No. 63 – Miami Hurricanes
- Position: Offensive tackle
- Class: Redshirt Junior

Personal information
- Born: October 12, 2004 (age 21) Brockton, Massachusetts, U.S.
- Listed height: 6 ft 6 in (1.98 m)
- Listed weight: 330 lb (150 kg)

Career information
- High school: Thayer Academy (MA)
- College: Miami (FL) (2023–present);
- Stats at ESPN

= Samson Okunlola =

American football player (born 2004)

Samson Okunlola (born October 12, 2004), nicknamed "Pancake Honcho", is an American college football offensive tackle for the Miami Hurricanes.

==Early life==
Okunlola grew up in Brockton, Massachusetts, and attended the Thayer Academy in Braintree, Massachusetts.

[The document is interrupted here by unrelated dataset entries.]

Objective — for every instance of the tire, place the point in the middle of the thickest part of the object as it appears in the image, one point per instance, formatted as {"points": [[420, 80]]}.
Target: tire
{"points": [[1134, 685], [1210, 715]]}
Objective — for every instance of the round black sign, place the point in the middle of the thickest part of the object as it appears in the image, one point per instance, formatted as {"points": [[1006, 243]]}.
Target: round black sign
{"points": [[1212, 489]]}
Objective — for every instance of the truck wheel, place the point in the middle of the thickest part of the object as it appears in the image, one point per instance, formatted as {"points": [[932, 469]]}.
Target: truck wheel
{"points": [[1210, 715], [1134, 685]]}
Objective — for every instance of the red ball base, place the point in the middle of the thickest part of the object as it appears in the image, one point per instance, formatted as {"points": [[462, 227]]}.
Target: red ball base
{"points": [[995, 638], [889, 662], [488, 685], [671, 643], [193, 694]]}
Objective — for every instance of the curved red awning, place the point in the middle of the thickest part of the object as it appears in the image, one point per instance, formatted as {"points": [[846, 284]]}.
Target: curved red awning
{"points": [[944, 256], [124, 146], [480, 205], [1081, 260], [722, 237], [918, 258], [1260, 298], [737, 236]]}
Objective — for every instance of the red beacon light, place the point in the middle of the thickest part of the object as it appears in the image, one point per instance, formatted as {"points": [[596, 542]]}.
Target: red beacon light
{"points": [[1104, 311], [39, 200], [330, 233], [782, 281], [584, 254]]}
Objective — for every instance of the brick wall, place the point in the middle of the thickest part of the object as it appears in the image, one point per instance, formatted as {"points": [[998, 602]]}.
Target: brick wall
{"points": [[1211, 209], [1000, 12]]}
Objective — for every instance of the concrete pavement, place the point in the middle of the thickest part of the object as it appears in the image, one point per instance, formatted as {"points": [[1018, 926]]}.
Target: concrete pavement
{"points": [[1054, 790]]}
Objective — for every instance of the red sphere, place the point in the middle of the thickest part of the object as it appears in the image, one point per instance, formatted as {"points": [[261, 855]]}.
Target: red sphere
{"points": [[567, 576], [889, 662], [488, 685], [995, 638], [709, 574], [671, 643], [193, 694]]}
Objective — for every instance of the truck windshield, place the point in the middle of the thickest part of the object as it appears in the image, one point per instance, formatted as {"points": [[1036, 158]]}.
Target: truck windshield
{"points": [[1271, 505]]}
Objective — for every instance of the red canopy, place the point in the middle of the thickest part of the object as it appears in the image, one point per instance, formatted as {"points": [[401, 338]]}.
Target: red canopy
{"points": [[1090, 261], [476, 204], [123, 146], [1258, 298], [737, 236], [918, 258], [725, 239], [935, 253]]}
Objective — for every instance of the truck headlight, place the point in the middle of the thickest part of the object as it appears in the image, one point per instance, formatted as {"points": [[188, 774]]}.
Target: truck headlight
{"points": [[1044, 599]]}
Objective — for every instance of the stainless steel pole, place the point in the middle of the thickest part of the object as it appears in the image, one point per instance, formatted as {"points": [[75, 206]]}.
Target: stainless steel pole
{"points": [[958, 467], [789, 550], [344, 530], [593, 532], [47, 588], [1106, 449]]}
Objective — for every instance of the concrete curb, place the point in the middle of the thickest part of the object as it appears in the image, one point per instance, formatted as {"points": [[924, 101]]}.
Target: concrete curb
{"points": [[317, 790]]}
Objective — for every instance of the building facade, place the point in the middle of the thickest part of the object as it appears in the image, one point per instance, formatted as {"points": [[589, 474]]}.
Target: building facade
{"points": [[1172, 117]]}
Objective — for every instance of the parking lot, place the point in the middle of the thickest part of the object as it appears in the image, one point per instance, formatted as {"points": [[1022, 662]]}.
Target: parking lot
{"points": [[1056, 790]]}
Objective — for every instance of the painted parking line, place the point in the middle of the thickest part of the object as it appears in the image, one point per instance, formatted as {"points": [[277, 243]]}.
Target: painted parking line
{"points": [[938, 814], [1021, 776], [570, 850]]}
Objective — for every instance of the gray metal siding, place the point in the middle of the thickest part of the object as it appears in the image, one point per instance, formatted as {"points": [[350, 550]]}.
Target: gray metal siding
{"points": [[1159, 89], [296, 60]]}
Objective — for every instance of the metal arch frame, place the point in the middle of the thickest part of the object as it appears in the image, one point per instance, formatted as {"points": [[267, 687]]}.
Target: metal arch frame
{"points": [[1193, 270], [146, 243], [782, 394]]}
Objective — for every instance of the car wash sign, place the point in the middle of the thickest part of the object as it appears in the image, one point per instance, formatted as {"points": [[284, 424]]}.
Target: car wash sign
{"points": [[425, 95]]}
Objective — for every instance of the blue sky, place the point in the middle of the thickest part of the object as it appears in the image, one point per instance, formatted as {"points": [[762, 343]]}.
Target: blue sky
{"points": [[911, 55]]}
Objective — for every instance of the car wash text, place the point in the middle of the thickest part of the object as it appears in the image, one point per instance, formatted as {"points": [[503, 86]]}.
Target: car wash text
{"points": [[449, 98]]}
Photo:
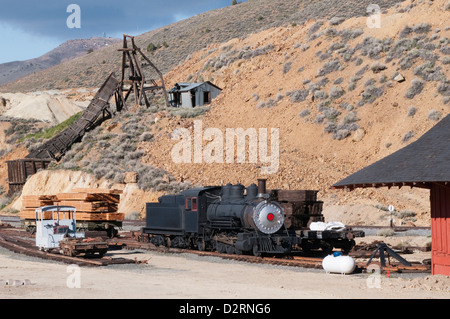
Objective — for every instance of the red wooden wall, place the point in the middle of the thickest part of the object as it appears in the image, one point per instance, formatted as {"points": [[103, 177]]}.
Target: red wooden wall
{"points": [[440, 229]]}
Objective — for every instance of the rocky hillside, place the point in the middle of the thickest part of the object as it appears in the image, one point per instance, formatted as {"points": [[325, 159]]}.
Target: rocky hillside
{"points": [[69, 50], [171, 45], [341, 94]]}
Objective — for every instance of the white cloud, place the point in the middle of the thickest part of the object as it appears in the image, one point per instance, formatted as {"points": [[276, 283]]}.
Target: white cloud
{"points": [[23, 46]]}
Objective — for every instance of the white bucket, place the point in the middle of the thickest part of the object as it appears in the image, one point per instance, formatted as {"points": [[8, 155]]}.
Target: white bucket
{"points": [[337, 263]]}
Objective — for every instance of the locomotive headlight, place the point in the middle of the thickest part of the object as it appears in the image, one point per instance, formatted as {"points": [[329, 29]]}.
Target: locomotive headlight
{"points": [[268, 217]]}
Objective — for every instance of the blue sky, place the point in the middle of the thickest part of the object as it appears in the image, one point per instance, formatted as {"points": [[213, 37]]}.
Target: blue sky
{"points": [[30, 28]]}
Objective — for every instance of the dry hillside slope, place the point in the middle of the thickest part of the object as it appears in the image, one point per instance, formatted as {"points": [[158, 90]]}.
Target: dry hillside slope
{"points": [[177, 41], [329, 87]]}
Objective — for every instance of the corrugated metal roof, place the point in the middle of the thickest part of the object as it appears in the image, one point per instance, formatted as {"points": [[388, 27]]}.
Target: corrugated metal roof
{"points": [[423, 161]]}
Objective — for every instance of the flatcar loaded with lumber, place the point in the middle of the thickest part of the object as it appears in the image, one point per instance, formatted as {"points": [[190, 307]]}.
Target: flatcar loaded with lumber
{"points": [[97, 209]]}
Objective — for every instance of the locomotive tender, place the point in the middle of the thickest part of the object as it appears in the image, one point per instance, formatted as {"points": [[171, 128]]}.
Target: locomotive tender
{"points": [[235, 219]]}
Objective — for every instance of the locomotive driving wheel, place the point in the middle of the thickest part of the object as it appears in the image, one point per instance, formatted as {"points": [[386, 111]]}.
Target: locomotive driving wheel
{"points": [[256, 251]]}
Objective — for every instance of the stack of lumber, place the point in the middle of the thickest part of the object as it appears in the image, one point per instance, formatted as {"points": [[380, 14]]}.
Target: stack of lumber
{"points": [[31, 202], [91, 204]]}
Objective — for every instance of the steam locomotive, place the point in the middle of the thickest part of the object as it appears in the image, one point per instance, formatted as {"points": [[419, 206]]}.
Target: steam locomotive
{"points": [[237, 220]]}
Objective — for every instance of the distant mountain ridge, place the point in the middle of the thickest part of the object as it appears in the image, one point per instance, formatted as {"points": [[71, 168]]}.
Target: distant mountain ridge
{"points": [[69, 50], [173, 44]]}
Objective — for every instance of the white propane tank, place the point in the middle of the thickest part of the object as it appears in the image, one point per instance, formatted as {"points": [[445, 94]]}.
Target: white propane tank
{"points": [[337, 263]]}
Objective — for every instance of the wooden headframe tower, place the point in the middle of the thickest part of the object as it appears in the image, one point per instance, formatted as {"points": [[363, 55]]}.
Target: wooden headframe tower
{"points": [[133, 79]]}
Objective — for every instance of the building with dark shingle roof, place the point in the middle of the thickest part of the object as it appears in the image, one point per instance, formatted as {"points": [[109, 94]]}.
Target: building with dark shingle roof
{"points": [[424, 163]]}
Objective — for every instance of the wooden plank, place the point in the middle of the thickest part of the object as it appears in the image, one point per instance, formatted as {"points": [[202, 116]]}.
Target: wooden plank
{"points": [[97, 191], [83, 206]]}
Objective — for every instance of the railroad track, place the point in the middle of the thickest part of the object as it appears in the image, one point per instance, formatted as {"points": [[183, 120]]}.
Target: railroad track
{"points": [[128, 241], [19, 241], [22, 242]]}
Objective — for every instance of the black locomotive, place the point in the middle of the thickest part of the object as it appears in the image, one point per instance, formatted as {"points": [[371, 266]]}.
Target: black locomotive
{"points": [[235, 219]]}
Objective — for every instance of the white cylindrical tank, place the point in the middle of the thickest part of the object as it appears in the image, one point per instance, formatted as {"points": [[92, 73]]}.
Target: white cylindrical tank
{"points": [[337, 263]]}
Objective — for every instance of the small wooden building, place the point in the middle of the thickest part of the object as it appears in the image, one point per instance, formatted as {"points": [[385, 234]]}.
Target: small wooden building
{"points": [[190, 95], [424, 163]]}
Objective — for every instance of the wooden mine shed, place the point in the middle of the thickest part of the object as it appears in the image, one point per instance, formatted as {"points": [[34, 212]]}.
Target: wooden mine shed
{"points": [[20, 170], [424, 163], [190, 95]]}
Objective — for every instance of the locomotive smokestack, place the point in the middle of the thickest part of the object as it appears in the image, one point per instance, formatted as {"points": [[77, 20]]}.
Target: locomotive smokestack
{"points": [[262, 186]]}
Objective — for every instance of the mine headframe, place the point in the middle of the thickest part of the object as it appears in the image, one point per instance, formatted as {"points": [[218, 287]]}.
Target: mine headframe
{"points": [[133, 78]]}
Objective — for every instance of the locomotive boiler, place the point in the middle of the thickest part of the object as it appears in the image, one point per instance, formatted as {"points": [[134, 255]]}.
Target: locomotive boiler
{"points": [[238, 219]]}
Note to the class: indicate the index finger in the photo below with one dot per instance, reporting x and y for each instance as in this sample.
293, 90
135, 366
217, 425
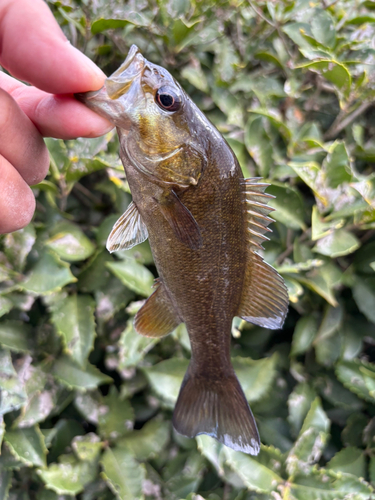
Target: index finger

He was rated as a five-star recruit and one of the best players in the 2023 college football recruiting class, ranked at No. 16 by Rivals.com, ESPN.com, and 247Sports. He was the first five-star recruit from Massachusetts in the history of recruiting rankings.

==College career==
After receiving scholarship offers from more than 50 schools, Okunlola committed to the University of Miami in December 2022. Along with Francis Mauigoa, Miami signed two of the top three tackles in the 2023 recruiting class.

==Personal life==
Okunlola's older brother, Samuel, is a defensive lineman for the Virginia Tech Hokies.